The company’s track record and finances suggest it could deliver, but there’s a paucity of additional evidence.
On Monday, Google announced the launch of their new Cloud Application Programming Interface (API), and shared the lofty goal that they said it could help address — organizing the world’s healthcare and life sciences data, and making it accessible, secure, and useful.
As it stands, that’s one of the biggest problems in healthcare. Data continues to pile up all over, and there’s a lack of procedures in place to help hospital systems, their workforces, and their patients make any sense of it. On top of that, there’s a tremendous amount of noise. New startups emerge every day, promising to hold the panacea for interoperability, data and analytics woes. As more players enter the game, it’s increasingly difficult to weed the snake oil peddlers from those who’ve got the right stuff.
It was only a matter of time before Google—the undisputed king of search, whose throne sits atop a superlative heap of data—was sufficiently tantalized by the enormous opportunity in healthcare (and glaring lack of solutions) to toss their hat in the ring. Their new Cloud API’s goal, as stated above, is only a few words removed from the company’s official mission statement: “To organize the world's information and make it universally accessible and useful.” They’ve delivered upon the latter, but can Google repeat its success in the world of health IT?
That’s yet to be seen. At a presentation at HIMSS 2018, Greg Moore, MD, PhD, vice president of healthcare for Google Cloud, spoke broadly about Cloud API’s potential to “provide machine learning for all,” “bring power to you without having a team of software engineers and data scientists,” and “facilitate workflows.”
The company’s track record and finances suggest it may deliver on those concepts. In fact, it may have already started. Moore pointed to Cloud API’s role in a recent JAMA study, where it successfully leveraged AI to scan medical images and positively identify cases of diabetic retinopathy, to illustrate that its real-world implementation can be a success.
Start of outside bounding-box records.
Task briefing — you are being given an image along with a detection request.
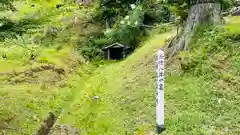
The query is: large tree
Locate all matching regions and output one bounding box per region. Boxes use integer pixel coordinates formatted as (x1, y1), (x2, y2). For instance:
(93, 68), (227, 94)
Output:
(168, 0), (221, 57)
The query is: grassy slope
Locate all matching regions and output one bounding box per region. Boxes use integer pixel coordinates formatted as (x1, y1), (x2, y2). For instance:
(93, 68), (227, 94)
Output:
(58, 18), (240, 135)
(0, 0), (93, 135)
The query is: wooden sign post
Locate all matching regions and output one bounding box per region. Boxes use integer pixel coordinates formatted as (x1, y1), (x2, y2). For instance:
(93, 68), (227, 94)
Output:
(156, 49), (165, 134)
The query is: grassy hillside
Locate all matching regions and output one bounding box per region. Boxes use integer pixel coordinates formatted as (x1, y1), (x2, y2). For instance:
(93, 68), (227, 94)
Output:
(0, 5), (240, 135)
(55, 18), (240, 135)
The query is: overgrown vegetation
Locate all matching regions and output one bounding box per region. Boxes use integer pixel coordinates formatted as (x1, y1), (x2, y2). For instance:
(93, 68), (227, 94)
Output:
(0, 0), (240, 135)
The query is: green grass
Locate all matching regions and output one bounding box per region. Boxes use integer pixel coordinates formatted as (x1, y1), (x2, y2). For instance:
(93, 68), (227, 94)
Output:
(56, 19), (240, 135)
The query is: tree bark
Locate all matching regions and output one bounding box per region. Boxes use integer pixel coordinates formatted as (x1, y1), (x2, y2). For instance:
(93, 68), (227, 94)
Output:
(169, 0), (221, 57)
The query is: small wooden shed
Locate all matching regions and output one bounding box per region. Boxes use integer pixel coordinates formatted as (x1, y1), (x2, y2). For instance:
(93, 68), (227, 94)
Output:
(102, 43), (132, 60)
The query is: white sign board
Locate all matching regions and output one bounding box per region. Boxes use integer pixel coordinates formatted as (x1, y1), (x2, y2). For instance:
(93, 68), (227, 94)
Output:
(156, 49), (164, 133)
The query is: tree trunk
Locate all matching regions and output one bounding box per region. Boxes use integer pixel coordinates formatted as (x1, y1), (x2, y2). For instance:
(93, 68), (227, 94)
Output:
(170, 0), (221, 57)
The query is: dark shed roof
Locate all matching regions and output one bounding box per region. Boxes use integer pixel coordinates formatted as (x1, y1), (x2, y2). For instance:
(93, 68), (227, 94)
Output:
(102, 42), (130, 50)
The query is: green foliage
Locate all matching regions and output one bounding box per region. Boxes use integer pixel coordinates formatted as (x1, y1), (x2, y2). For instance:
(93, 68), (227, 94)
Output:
(105, 5), (145, 47)
(182, 23), (240, 79)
But there’s a paucity of additional evidence to support the notion that Google’s Cloud API will mark the end of the dark ages for interoperability, analytics, artificial intelligence (AI), and machine learning in healthcare. As one analyst said at an earlier HIMSS presentation, “I never understood until I came into healthcare that the industry has the most complicated IT out there, hands down.” Tens of thousands of solution-seeking conference attendees would likely agree.
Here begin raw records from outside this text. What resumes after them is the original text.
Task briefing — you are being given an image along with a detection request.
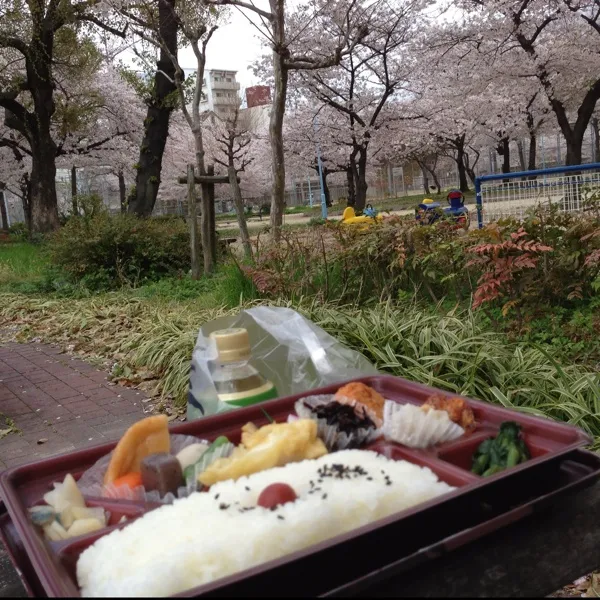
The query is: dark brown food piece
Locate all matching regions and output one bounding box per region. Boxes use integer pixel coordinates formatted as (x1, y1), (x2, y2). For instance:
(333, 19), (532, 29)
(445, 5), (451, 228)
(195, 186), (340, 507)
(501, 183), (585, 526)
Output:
(140, 452), (184, 498)
(333, 381), (385, 427)
(423, 394), (477, 433)
(304, 402), (375, 434)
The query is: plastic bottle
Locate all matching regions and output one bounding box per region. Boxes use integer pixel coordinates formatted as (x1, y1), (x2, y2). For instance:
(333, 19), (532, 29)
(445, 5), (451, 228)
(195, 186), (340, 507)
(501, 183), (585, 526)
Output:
(210, 328), (277, 408)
Following Moore’s overview of Cloud API’s potential, he gave the stage to Will Morris, MD, of the Cleveland Clinic’s IT department, who highlighted the need for cross-industry collaboration across the healthcare spectrum to figure out healthcare interoperability, and urged stakeholders to look outside the box for solutions.
The disparate data problem “isn’t going to be solved by the Cleveland Clinic. It’s not going to be solved by Google. It’s going to be solved by an ecosystem collectively,” Morris said. “We should steal, borrow and share shamelessly, especially with non-traditional health IT folks.”